Here, thickness of the element is $$d y_{2}$$ and $$\tau_{2}$$ is the shear stress at a distance $$y_{2}$$ from neutral axis.

Substitute $$20.0575 \times\left(79.121-y_{2}^{2}\right)$$ psi for $$\tau_{2}$$ and $$8.895$$ in. for $$\bar{y}$$.
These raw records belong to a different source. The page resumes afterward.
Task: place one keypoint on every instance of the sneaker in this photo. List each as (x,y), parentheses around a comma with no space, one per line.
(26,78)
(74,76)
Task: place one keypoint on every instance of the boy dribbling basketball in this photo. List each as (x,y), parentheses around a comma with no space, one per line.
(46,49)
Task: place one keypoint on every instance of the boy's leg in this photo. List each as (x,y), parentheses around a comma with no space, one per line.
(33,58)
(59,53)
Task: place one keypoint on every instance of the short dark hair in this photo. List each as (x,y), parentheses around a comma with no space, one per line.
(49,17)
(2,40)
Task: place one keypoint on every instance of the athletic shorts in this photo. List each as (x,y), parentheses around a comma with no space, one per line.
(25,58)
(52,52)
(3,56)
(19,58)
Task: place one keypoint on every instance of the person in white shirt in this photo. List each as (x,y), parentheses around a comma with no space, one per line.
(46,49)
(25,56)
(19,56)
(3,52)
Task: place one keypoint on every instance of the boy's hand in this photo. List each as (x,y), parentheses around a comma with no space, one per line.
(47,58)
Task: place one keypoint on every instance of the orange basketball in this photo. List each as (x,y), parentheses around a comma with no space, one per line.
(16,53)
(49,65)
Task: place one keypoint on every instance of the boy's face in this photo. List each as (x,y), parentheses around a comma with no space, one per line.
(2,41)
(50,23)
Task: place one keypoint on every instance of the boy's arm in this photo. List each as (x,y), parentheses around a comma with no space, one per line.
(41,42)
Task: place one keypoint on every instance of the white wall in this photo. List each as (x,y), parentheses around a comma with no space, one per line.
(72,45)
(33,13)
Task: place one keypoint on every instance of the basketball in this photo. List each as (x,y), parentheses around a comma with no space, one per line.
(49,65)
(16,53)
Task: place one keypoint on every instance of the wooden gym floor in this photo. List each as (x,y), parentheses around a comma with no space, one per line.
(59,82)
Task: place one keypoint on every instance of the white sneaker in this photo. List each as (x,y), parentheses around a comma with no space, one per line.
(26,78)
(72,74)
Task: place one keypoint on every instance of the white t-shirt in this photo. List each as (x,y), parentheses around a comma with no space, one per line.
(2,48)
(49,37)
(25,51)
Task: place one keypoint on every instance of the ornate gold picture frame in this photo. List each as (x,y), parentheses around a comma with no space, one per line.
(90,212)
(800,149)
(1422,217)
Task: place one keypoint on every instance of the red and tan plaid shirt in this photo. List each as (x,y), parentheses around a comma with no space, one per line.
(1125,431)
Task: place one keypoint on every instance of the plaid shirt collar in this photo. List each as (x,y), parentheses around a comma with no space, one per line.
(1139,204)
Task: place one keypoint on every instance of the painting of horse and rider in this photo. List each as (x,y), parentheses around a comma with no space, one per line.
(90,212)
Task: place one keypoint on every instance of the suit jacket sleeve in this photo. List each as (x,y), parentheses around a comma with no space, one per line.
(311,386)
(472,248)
\begin{aligned} V_{A B} &=\int_{8.895-6}^{8.899} 20.0575 \times\left(79.121-y_{2}^{2}\right) \times 2 \times d y_{2} \\ &=20.0575 \times 2\left[79.121 y_{2}-\frac{y_{2}^{3}}{3}\right]_{8.895-6}^{8.895} \\ &=40.115 \times\left[79.121(6)-\left(\frac{679.51845}{3}\right)\right] \\ &=9957.33 \mathrm{ps} \\ &=9.96 \mathrm{kips} \end{aligned}

Therefore, the resultant shear force acting on the segment $$A B$$ is $$9.96 \mathrm{kips}$$.